Without warning, she slammed on the brakes and the truck skidded to a halt.
Straight ahead, the road ended abruptly at the rocky bank of a fast-moving stream. On the other side, a small pathway—it didn’t appear wide enough to count as a road—led into another swath of dense forest.
“The water doesn’t seem very deep,” she murmured, her fingers tapping against the wheel.
“Only one way to find out.”
Gwen nodded as she pushed down the clutch and slipped the truck into first. The front end dipped when it entered the water, and the sound of rock scraping against metal vibrated through the cab. Halfway across, water seeped under the door and soaked the carpet. Good thing the truck’s air intake was high enough to prevent the engine from flooding, a feature lacking in the vehicle pursuing them.
The station wagon sped into view at the same time the truck’s rear axle cleared the water. Without slowing, the car plunged into the stream and stalled out.
“Idiots,” Dmitri muttered with a shake of his head.
Gwen peered at the station wagon through the rearview mirror. “Should we give them an incentive not to follow?”
He turned his head in her direction and saw a savage glint in her eyes. If he didn’t know better, he’d say she was actually enjoying this.
“Why, what do you have in mind?”
A sly smile creased her mouth. She was enjoying this. As much as it shamed him to admit it, he found that hot as well.

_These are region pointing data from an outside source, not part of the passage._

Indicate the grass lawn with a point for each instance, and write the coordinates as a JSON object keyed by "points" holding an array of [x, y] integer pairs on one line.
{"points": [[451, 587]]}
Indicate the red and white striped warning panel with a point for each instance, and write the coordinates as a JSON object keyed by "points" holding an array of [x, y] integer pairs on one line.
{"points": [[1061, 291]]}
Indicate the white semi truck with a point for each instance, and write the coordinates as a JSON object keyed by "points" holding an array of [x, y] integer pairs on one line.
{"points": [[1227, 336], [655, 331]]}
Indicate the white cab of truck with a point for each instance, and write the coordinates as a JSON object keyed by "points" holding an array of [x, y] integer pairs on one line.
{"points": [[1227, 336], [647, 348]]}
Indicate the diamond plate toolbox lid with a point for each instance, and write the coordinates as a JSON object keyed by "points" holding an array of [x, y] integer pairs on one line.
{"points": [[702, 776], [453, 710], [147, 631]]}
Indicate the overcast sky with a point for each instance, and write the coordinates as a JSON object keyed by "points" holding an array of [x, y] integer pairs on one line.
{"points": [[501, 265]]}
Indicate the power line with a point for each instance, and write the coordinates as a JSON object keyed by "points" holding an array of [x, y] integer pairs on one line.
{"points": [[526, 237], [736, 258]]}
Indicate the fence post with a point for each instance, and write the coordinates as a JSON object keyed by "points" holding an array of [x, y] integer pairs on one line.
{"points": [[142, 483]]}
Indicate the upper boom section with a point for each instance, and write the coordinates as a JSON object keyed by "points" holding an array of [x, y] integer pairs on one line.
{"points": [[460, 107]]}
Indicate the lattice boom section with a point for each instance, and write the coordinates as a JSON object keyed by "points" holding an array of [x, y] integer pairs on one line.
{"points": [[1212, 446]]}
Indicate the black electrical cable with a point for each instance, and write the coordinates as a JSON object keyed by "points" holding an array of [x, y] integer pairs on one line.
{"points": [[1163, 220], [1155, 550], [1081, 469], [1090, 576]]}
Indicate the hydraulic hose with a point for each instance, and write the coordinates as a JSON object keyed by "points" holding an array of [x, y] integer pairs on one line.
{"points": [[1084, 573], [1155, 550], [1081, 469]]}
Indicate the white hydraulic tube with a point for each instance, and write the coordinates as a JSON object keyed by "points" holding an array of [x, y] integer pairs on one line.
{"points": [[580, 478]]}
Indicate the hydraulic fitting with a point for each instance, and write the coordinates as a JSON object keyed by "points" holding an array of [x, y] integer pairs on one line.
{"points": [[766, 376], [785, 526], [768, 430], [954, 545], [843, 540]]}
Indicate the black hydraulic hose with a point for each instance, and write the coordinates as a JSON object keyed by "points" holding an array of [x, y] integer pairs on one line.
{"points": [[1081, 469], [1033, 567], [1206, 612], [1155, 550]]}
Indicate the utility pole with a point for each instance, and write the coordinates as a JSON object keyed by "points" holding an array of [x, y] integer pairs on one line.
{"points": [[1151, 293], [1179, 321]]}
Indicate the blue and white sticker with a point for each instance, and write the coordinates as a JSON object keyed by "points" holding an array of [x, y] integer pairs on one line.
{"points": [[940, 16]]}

“How many rounds you got for that Mossberg?” she asked.
“Couple boxes. Maybe three.” Their gazes locked, and something passed between them that words could never describe. For a second or two, it made him light-headed. He shook his head, and
the sensation disappeared as quickly as it had arrived. “Why? You want me to blast them all full of holes?”
Gwen shook her head. “I don’t think that’s necessary. But you could make sure their car won’t run if they get it out of the water.”
“As you wish.” After reloading the shotgun, he opened the door and stepped out of the truck.
The other reapers were still trapped inside the station wagon, apparently arguing over what to do next. The driver kept trying to start the car while the passenger was twisted around in his seat, his hands waving in the air and his rifle propped against the dashboard. A guy in the back seat was nodding while the woman beside him scowled. All fighting ceased the instant they noticed Dmitri, and their eyes widened with shock.
Shit. Now that he was close, he recognized the driver. It was that lunatic Edwin Pierce. For the life of him, Dmitri could not understand why Samuel kept the crazy bastard in the field. A conspiracy junkie, he was the kind of guy who hoarded canned goods and gasoline in his heavily fortified underground bunker. He was also the kind of guy who’d hunt them to the ends of the earth.
With the butt of the Mossberg tucked snug against his shoulder, Dmitri aimed and fired. Pierce ducked behind the dashboard a split second before the slug tore a hole through the windshield on the driver’s side and burrowed into the front seat. The other reapers dove for the floorboards and vanished from view. Dmitri racked another shell into the chamber, aimed, and blew the radiator apart. For the sake of being thorough, he kept pulling the trigger, hammering rounds into the station wagon until the firing pin clicked against the empty chamber.
Satisfied, he slung the shotgun over his shoulder and got back into the truck.
“Nice shooting, Tex,” Gwen said with a grin after he closed the door and put on his seat belt.
“Did you see who was driving?”
She shook her head. “No, I couldn’t make him out. Who is it?”
“Your boy Pierce.”
A frown replaced her grin. “Patrick knows how much I hate that guy.” Of all the reapers she’d ever encountered, Pierce was the only one she considered unworthy of the second chance he’d been given.